Roseanne: We notice, Darlene, we’re just ignoring you.
“Don’t Ask, Don’t Tell” (Season 6, Episode 18)
Roseanne was always down with the gays (see Martin Mull’s Leon, for one, and Sandra Bernhard’s Nancy for another), but the topic was again explored after Nancy’s girlfriend Sharon plants a hot and heavy kiss right smack on Roseanne’s lips. The aftermath of the kiss brings up the issue of homophobia as Roseanne uncomfortably discusses what went down with Nancy. When the episode aired, the taboo subject caused quite a stir and raised tensions once again between the network and Barr. A couple ABC affiliates didn’t even air it. Thirty million viewers tuned in, however, proving that not only would fans not shy away from controversy, but they were THERE. FOR. IT.

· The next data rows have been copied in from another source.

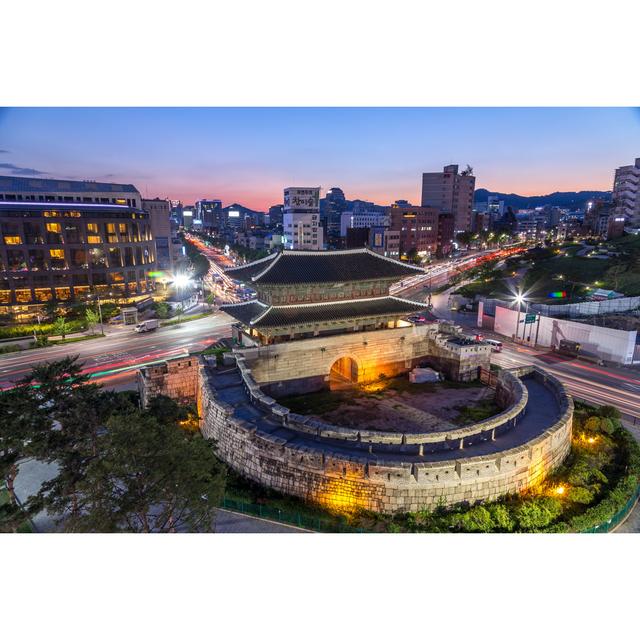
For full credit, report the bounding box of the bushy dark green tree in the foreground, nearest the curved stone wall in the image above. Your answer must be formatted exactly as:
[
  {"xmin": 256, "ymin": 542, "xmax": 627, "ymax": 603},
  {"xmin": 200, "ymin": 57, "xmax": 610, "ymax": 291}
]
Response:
[{"xmin": 72, "ymin": 409, "xmax": 225, "ymax": 533}]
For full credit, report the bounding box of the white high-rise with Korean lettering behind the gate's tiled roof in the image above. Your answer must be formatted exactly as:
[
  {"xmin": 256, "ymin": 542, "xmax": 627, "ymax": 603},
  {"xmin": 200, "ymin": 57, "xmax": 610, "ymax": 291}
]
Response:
[{"xmin": 282, "ymin": 187, "xmax": 324, "ymax": 251}]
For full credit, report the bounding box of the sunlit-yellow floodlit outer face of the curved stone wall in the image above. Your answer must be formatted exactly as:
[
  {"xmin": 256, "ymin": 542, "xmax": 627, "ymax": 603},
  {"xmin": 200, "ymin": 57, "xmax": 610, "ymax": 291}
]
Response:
[{"xmin": 199, "ymin": 365, "xmax": 573, "ymax": 513}]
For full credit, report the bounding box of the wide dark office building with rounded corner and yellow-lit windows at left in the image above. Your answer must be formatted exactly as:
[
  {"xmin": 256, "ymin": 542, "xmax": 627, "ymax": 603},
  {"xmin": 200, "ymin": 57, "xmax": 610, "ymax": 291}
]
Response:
[{"xmin": 0, "ymin": 177, "xmax": 156, "ymax": 319}]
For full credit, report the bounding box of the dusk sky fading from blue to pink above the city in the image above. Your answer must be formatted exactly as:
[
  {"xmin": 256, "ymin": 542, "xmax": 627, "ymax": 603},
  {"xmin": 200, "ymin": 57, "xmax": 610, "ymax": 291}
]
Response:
[{"xmin": 0, "ymin": 107, "xmax": 640, "ymax": 211}]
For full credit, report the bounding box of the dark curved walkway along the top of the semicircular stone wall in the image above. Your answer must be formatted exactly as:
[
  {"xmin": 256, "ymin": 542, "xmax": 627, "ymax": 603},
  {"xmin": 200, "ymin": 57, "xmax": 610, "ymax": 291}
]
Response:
[{"xmin": 209, "ymin": 368, "xmax": 560, "ymax": 463}]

Roseanne to Nancy after being called a hypocrite: “I have friends that are way gayer than you!”
“White Men Can’t Kiss” (Season 7, Episode 9)
When Dan and Roseanne find out DJ refused to kiss a girl in the school play because she was black, they examine their feelings and stance on race in America. Where had he picked up that idea and should they force him to kiss her just to prove they weren’t racist? They consult their black friend, Chuck, to get his take on the situation. This is one episode that will carry over to the revival—DJ now has a black daughter.
Roseanne to DJ: Hey! Black people are just like us. They’re every bit as good as us, and any people who don’t think so is just a bunch of banjo-picking, cousin-dating, barefoot embarrassments to respectable white-trash like us!
“Maybe Baby” (Season 7, Episode 11)
As if Roseanne could leave the abortion issue unturned. When complications arise, Roseanne awaits test results and weighs whether or not to abort her pregnancy. She doesn’t go through with it, but the episode highlights women’s right to make decisions for their own bodies and how much say a partner should have in the matter.
Dan: “Roseanne” and “demand.” Two words that go together like “waffle-iron” and “forehead.”
Roseanne returns Tuesday, March 27 at 8 p.m. on ABC.